A: MapR believes open-source software is extremely important, especially when coupled with our patented technology. We invest heavily in participating and contributing to OSS, furthering the viral adoption of Apache Hadoop.  We also continue to focus on delivering the best Hadoop Distribution on the market.

We’re seeing customers evolve to a data-centric enterprise where data is used as the primary influence for deploying IT infrastructures. This results in more agile and scalable applications that offer faster time-to-value. MapR lets our customers handle many data formats with multiple workload requirements, and our latest release lets them more effectively extend their reach to a global user base.

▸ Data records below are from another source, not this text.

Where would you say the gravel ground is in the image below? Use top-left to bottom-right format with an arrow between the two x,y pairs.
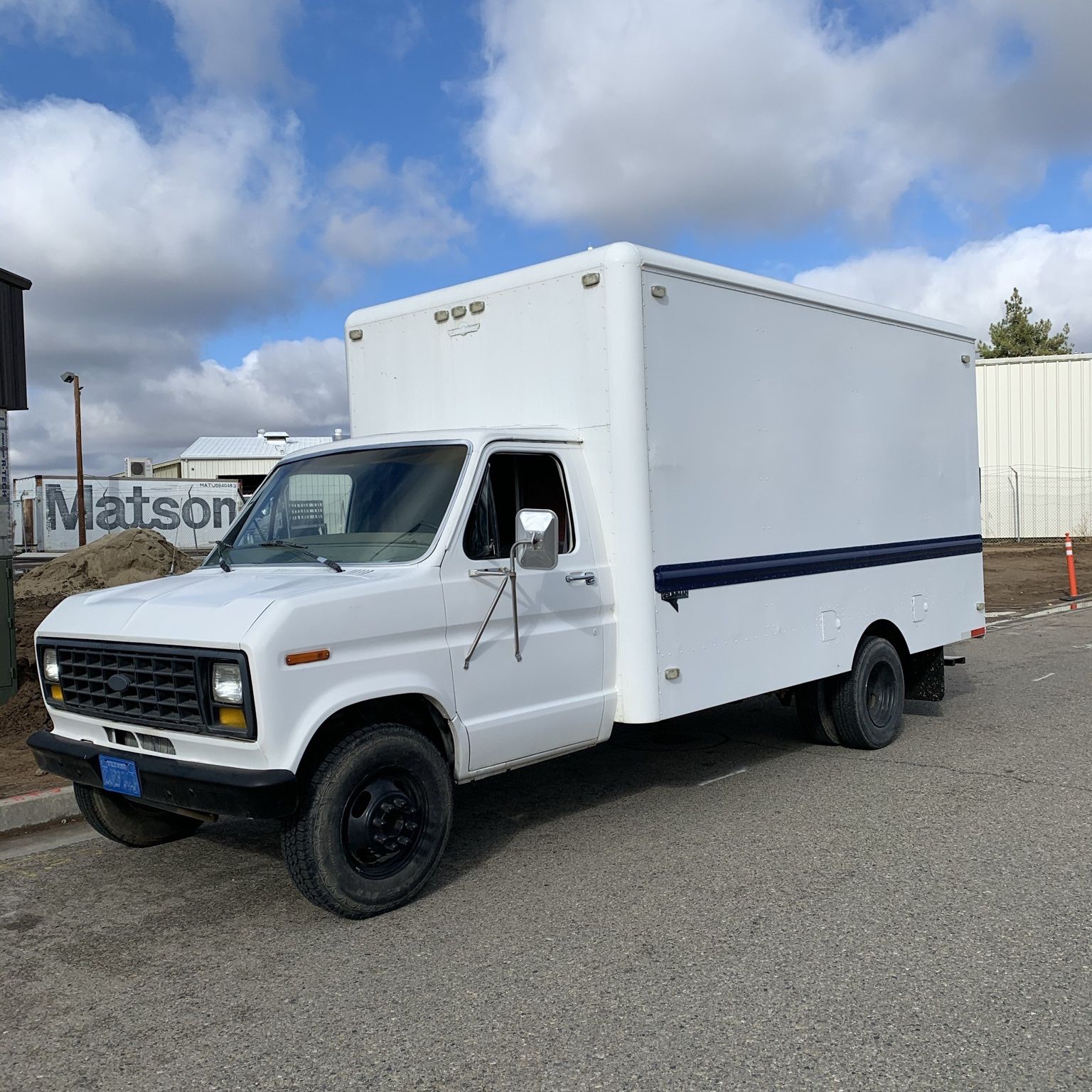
0,609 -> 1092,1092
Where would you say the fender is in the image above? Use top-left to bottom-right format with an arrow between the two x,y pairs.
284,672 -> 469,781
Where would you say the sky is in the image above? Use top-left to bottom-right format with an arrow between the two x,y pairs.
0,0 -> 1092,475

You can expect us to continue to invest heavily in our technology, including our in-Hadoop NoSQL database, MapR-DB, to support real-time operational analytics so customers can impact business as it happens. MapR will also continue to invest in engineering resources for data agility by decreasing time to value from data, including investing heavily in open source projects such as Apache Drill, Project Myriad, etc.

Editor's Note: This interview is the latest in a series of interviews with project leaders working on the cloud, Big Data, and the Internet of Things. The series has included talks with Rich Wolski who founded the Eucalyptus cloud project, Ben Hindman from Mesosphere, Tomer Shiran of the Apache Drill project, Philip DesAutels who oversees the AllSeen Alliance, and co-founder of Mirantis Boris Renski.